38 Database Parameter Setting Optimization the Difference Between the Slightest Negligence and a Thousand Miles

38 Database parameter setting optimization The difference between the slightest negligence and a thousand miles #

Hello, I’m Liu Chao.

MySQL is a highly flexible database system that provides many configurable parameters, allowing us to customize the database service according to our application and server hardware. If I were to ask you now, you might think that you rarely adjust MySQL’s configuration parameters during development. However, today I want to emphasize the importance of delving deeper into understanding them.

We know that databases are primarily used for storing and accessing data, which involves disk I/O read and write operations. Therefore, the main performance bottleneck of a database system lies in its I/O operations. To reduce disk I/O, MySQL database applies extensive memory management to optimize database operations, including memory-optimized queries, sorting, and write operations.

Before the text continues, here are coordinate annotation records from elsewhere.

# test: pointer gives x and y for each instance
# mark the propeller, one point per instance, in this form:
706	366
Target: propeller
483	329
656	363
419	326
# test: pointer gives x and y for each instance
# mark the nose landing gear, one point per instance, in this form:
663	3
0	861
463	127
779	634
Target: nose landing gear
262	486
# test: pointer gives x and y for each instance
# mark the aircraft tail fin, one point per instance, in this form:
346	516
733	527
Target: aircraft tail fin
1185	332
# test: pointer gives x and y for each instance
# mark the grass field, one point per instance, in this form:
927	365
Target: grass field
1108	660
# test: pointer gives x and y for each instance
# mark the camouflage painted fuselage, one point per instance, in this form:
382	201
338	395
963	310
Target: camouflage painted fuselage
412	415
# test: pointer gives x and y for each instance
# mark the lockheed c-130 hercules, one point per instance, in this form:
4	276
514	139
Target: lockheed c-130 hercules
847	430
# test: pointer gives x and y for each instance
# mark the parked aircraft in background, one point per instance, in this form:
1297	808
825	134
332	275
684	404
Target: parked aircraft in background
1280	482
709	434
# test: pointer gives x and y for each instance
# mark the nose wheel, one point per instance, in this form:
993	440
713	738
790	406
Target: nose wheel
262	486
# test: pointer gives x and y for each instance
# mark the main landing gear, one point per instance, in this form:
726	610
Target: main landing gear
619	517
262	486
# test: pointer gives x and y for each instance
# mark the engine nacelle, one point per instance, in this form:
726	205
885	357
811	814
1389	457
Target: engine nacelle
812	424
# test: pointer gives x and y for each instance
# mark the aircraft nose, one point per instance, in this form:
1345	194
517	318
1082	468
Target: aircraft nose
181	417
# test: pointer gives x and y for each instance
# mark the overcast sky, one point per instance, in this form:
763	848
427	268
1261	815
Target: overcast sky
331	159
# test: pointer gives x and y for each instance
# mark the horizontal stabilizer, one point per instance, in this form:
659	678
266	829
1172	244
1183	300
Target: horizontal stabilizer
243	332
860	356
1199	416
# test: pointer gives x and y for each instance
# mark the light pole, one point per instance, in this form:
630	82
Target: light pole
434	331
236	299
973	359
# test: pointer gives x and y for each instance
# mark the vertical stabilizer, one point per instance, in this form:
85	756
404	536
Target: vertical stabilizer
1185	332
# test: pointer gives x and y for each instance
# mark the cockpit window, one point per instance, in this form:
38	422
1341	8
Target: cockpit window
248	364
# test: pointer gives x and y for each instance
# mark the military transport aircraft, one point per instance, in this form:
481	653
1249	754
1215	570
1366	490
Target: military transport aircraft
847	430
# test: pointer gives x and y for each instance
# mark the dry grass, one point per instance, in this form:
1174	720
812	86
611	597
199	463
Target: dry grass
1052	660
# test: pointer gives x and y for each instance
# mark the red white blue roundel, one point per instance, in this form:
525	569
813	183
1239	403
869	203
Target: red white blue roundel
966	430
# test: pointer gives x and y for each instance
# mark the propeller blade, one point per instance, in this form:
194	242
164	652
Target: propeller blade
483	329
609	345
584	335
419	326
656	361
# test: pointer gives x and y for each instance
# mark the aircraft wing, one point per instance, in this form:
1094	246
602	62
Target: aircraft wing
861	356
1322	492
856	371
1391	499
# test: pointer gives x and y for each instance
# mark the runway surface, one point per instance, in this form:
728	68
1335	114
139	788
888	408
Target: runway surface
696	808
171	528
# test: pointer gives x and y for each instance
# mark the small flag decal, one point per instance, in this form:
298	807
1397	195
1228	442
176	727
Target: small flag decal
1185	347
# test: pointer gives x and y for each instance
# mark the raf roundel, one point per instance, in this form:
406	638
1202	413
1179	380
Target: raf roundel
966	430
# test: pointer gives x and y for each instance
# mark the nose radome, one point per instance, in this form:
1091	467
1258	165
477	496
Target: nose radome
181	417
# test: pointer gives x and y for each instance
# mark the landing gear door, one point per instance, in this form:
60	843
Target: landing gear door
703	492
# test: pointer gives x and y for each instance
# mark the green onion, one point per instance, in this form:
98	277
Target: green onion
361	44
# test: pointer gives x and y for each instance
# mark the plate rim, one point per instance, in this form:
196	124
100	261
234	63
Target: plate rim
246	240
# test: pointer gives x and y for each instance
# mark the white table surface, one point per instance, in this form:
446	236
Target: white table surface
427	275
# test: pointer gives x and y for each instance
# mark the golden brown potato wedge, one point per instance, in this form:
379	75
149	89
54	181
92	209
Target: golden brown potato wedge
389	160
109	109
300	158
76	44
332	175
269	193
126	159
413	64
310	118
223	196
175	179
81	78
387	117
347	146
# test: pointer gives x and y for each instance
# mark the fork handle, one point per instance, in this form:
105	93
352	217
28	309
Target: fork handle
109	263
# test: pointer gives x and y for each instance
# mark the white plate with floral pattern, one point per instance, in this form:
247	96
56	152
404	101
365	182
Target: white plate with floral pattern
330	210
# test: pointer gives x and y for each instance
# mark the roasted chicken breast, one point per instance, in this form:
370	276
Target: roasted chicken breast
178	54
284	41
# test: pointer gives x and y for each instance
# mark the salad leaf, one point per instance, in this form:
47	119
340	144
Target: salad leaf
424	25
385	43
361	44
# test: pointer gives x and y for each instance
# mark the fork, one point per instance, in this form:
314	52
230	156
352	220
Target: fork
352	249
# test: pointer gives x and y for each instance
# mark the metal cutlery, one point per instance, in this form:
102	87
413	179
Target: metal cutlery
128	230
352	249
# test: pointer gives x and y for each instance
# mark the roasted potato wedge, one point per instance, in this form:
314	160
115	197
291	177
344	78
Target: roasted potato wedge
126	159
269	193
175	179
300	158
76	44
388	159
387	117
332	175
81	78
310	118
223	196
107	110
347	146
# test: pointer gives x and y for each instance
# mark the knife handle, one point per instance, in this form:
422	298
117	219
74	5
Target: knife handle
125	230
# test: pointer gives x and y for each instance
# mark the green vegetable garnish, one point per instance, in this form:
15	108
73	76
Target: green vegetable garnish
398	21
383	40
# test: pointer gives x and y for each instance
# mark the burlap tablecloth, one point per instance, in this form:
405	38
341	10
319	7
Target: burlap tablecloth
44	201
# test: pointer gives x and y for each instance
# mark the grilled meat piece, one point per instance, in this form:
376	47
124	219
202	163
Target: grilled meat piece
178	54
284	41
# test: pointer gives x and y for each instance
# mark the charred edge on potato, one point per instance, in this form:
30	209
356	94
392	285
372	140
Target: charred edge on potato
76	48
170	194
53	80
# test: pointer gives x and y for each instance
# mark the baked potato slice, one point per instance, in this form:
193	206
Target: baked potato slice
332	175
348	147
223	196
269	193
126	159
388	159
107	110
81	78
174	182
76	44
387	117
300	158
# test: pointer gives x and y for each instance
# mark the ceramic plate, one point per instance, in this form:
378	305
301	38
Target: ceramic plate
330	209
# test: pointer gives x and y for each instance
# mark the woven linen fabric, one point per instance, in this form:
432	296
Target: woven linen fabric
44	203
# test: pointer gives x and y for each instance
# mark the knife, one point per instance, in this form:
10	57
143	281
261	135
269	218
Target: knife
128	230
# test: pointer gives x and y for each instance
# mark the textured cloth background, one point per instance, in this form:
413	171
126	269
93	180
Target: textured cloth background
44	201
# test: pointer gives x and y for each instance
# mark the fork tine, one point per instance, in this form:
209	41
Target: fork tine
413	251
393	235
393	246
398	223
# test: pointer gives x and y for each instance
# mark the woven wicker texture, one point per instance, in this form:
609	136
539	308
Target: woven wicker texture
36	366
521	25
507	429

You may think that it is better to set a larger amount of memory and quickly flush data to disk. Isn’t that right? Actually, setting the memory too large can also bring new problems. For example, in InnoDB, if the data and index caches are set too large, it can cause SWAP page swapping. Additionally, faster data writing to disk is not always better. What we expect is for the data to be evenly written to the disk during high concurrency, thus avoiding I/O performance bottlenecks.

SWAP page swapping: When the physical memory in a system is not enough, the SWAP partition will release a portion of the physical memory space for the currently running program to use. The data from the released space, which may come from programs that have been idle for a long time, is temporarily stored in the SWAP partition. When those programs need to run again, the data saved in the SWAP partition will be restored to the memory.

Therefore, the settings of these parameters are highly dependent on our application’s service characteristics and server hardware. MySQL is a highly customizable database, and we can adjust its parameters according to our needs to achieve optimal performance.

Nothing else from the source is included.